In: Finance
Determine why it is sometimes misleading to compare a company’s financial ratios with those of other firms that operate within the same industry. Support your response with one (1) example from your research.
Ans:- Yes, sometimes it can be misleading to compare a company's financial ratios with those of the other firms that operate within the same industry. There can be many various reasons due to which financial ratios sometimes may appear misleading. Few of them are listed below.
(1) When the comparison is done within the same industry but with companies that have different business cycles. For example when the financial ratios are compared with a company that is in the growth stage with the company that is in the initial stage of its business then it can be misleading because the profit margins will be very different and that's, why financial ratios will not be the right, means to evaluate both the business.

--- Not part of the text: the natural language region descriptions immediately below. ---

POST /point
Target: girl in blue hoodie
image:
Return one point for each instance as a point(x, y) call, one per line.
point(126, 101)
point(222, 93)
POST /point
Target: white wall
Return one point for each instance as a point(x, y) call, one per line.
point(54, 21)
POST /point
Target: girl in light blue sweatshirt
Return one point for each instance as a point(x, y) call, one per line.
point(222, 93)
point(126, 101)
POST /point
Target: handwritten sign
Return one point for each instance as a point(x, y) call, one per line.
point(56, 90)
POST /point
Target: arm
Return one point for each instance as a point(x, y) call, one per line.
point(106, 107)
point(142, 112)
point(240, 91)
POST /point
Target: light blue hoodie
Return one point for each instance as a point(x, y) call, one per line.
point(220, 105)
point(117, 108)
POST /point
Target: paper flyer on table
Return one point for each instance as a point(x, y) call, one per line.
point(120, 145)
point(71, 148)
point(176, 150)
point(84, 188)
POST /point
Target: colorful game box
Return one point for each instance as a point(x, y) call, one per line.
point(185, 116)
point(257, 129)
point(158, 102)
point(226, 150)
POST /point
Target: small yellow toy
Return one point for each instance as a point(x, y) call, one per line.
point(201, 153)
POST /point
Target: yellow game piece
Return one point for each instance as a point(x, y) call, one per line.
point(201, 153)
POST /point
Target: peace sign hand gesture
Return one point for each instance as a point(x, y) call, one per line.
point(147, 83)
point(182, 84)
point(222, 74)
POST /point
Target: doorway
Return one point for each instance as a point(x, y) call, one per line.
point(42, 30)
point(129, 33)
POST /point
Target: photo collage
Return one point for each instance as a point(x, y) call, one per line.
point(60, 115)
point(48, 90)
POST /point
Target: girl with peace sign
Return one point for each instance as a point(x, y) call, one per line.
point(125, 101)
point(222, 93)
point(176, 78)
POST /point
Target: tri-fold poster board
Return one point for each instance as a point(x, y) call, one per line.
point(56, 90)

(2) when the company is in the same industry but with very different sizes then the ratio comparison can be quite difficult because the operational values will be hugely different.
(3) when the ratios are compared between two companies that follow different accounting practices then it will not be right to judge the performances of the two companies with ratios.
(4) It is possible that some companies possess different strengths and weaknesses which may not reflect in financial ratios. Therefore in that scenario also evaluating performances only on the basis of financial ratios might be misleading because it may not show an actual comparison between the two companies.
Eg:- For example, if we take the company Amazon it is a global giant and is operated globally. Also, it has various sectors like retail, I.T, e-commerce, etc. if the financial ratios of amazon is compared with local e-commerce business like Flipkart which operates in India then the financial ratios might not show actual comparison because the size of business operation will be very different.
There are various other factors involved in evaluating the performances of the business within the same industry and the only financial ratio is not the tool to do so, therefore the financial ratios can be misleading sometimes.